Die 'Aufklärung' bewegt sich auf dem Niveau von "we think". Wissenschaftliche 'Aufklärung' ist etwas anderes. Über Südamerika basiert das 'we think' darauf, dass parallel Kohlenmonoxyd gemessen worden sein soll (keine Daten gezeigt), und die Hypothese ist, dass es sich um ineffiziente Verbrennung handelt. Darauf wurde aber nicht weiter eingegangen. Es muss auch plausibel sein, da beispielsweise die gezeigten Gebiete über Brasilien seehr dünn besiedelt sind, die gezeigt Fläche aber riesig ist.
Zu den erhöhten Messwerten über Nordeuropa wurde gar nichts vermutet. Viele Quellen scheinen direkt über dem Ozean zu liegen. Es wäre auch denkbar, dass abkühlende Ozeane weniger CO2 aufnehmen und wir nur dieses verschobene Gleichgewicht sehen. Immerhin geht es hier nur um wenige ppm, die nur durch die Kolorierung sehr unterschiedlich scheinen.

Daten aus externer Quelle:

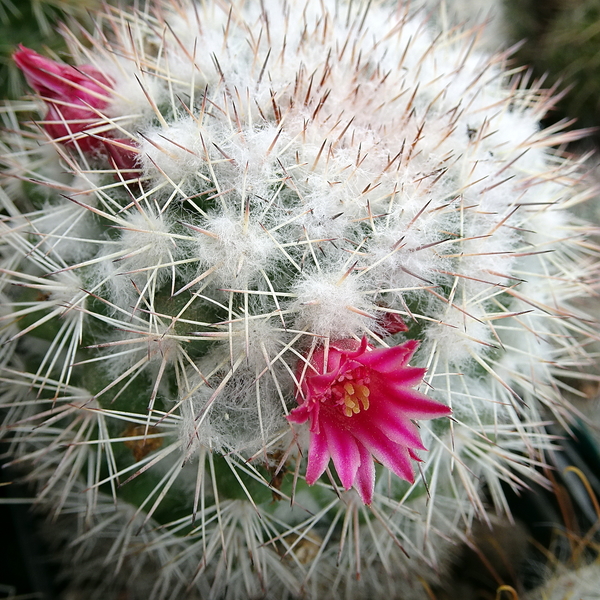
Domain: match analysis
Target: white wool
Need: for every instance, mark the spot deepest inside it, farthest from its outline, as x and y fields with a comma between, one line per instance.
x=332, y=304
x=236, y=250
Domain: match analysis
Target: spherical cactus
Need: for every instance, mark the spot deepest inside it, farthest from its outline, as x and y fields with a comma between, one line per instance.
x=254, y=255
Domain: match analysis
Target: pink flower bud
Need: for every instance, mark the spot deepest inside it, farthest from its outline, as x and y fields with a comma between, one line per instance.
x=73, y=95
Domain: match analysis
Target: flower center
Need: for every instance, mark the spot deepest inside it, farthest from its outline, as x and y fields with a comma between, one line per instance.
x=350, y=391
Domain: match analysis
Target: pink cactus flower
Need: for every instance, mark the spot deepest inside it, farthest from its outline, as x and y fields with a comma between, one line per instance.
x=361, y=405
x=73, y=95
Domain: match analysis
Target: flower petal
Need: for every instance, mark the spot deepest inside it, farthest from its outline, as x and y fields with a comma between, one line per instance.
x=344, y=452
x=398, y=428
x=392, y=455
x=388, y=360
x=365, y=476
x=318, y=457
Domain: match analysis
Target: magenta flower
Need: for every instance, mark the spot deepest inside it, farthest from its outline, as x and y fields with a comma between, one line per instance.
x=361, y=405
x=73, y=96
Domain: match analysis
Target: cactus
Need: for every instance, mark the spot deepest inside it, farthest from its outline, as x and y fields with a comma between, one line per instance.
x=253, y=255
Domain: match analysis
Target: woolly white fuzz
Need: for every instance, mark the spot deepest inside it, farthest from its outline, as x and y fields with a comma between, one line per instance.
x=297, y=173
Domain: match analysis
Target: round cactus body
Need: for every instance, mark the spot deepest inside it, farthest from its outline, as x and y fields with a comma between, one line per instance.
x=285, y=296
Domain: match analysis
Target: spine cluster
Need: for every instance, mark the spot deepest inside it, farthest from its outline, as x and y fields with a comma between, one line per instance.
x=242, y=239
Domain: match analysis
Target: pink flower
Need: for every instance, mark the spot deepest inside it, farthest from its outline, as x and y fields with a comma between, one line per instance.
x=73, y=95
x=361, y=405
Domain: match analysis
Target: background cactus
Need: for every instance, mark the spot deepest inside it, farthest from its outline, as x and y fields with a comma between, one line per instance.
x=218, y=193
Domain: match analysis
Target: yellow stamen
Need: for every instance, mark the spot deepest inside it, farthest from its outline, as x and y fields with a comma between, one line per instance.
x=354, y=396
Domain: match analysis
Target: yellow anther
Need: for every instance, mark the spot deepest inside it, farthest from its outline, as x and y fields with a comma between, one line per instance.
x=354, y=397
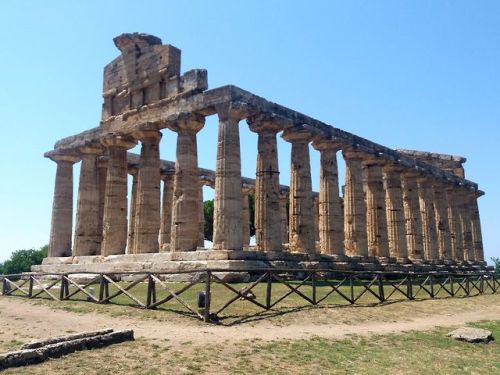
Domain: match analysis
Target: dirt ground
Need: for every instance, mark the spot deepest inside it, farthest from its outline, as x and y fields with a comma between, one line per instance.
x=22, y=320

Wenn man die NASA-Präsentation der OCO2-Daten anschaut, auf die sich der
erwähnte EIKE-Artikel bezieht (Link im EIKE-Artikel:
https://www.youtube.com/watch?v=UYbrSDhTvRU ),
dann wird man sehr schnell von der NASA aufgeklärt, wie die hohen
CO2-Emissionen in Afrika und Südamerika zustande kommen: Verbrennung von
Pflanzen im großen Stil, i. e. Brandrodung! Außerdem gibt es eine sehr
beeindruckende Filmsequenz ca. ab Minute 11:12, die bis weit in den
November hineingeht. Dann sind auf der Nordhalbkugel die Pflanzen
weitgehend ohne Laub, also ohne CO2-Aufnahmekapazität. Und dann kann man
sehen, wie krass in den Industrieländern CO2 ausgestoßen wird!
Eike ist damit wohl entlarvt als Gesinnungseite der Atomlobby, den
Verdacht habe ich übrigens schon länger.